Um civil observa o desabamento de um prédio de 4 andares no Cairo, Egito, em 17 de julho de 2023 [Fareed Kotb/Agência Anadolu]

De vez em quando, o Egito acorda com a notícia de um prédio desabado e da morte de dezenas de pessoas. A notícia costuma ser acompanhada de uma decisão do governo de examinar o estado do imóvel desabado, prender seu dono e pagar uma ínfima indenização às famílias dos mortos e feridos.

Este é um problema recorrente em todo o país, mas nenhum funcionário é responsabilizado.

O Egito está se tornando um dos países cuja qualidade de construção não é confiável, segundo estudo da Faculdade de Engenharia e Construção da Universidade da Flórida, nos Estados Unidos.
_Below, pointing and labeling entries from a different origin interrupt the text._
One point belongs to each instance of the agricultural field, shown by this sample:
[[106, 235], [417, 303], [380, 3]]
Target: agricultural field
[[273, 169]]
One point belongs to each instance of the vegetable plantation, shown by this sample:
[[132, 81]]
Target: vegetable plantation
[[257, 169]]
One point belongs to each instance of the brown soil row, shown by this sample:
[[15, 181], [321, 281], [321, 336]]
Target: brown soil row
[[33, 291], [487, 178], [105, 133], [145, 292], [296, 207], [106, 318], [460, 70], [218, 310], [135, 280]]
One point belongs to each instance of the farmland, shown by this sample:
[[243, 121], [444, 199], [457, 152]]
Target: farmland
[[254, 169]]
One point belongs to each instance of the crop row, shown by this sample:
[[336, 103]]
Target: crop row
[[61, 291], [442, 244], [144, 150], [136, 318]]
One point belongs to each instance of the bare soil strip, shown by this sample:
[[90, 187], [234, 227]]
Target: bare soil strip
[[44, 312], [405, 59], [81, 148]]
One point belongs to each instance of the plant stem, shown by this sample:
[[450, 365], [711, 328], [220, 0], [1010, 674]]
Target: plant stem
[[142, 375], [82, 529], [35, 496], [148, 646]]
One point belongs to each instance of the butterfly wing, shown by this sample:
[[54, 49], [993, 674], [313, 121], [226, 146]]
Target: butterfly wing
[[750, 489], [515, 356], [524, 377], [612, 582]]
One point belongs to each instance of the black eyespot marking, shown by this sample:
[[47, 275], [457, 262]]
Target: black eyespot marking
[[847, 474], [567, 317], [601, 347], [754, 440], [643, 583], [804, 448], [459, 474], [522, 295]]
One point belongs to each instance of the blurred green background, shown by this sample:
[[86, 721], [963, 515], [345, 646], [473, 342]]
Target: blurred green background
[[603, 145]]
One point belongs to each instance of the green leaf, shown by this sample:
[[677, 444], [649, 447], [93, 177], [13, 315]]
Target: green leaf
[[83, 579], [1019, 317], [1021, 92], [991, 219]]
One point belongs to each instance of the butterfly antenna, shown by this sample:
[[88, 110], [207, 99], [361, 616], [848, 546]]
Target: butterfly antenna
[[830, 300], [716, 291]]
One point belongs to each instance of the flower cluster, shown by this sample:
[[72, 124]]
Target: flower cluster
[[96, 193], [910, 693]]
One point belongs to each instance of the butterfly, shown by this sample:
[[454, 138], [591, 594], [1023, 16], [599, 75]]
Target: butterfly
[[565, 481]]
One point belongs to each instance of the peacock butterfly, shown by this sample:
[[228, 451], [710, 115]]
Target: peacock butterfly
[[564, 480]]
O número de colapsos mortais de propriedades no Egito revela uma clara rachadura na estrutura dos antigos bairros da capital, Cairo, e isso exige a verificação da integridade das fundações de vários edifícios em todo o país. No entanto, isso pode simplesmente revelar um mundo secreto de magnatas que se beneficiam de violações de construção.

Acidentes e discrepâncias

Há alguns dias, 14 pessoas, incluindo crianças, morreram no desabamento de um prédio de cinco andares em Hadayek Al-Qubba, ao norte do Cairo. O prédio desabou quando o proprietário de uma das unidades tentou derrubar uma das paredes internas de seu apartamento. A propriedade foi construída na década de 1980 sem licença e foi emitida uma decisão para restaurá-la, mas não foi implementada, de acordo com um comunicado do Ministério Público egípcio.

Mas mais trágico foi o colapso de um prédio de 14 andares na área de Miami, no distrito de El-Montazah Awal, em Alexandria, neste mês. O colapso deixou dezenas de mortos e feridos, em um acidente que não é o primeiro nem o último desse tipo, em uma província costeira que testemunhou o colapso total ou parcial de 22 propriedades durante o primeiro semestre deste ano. .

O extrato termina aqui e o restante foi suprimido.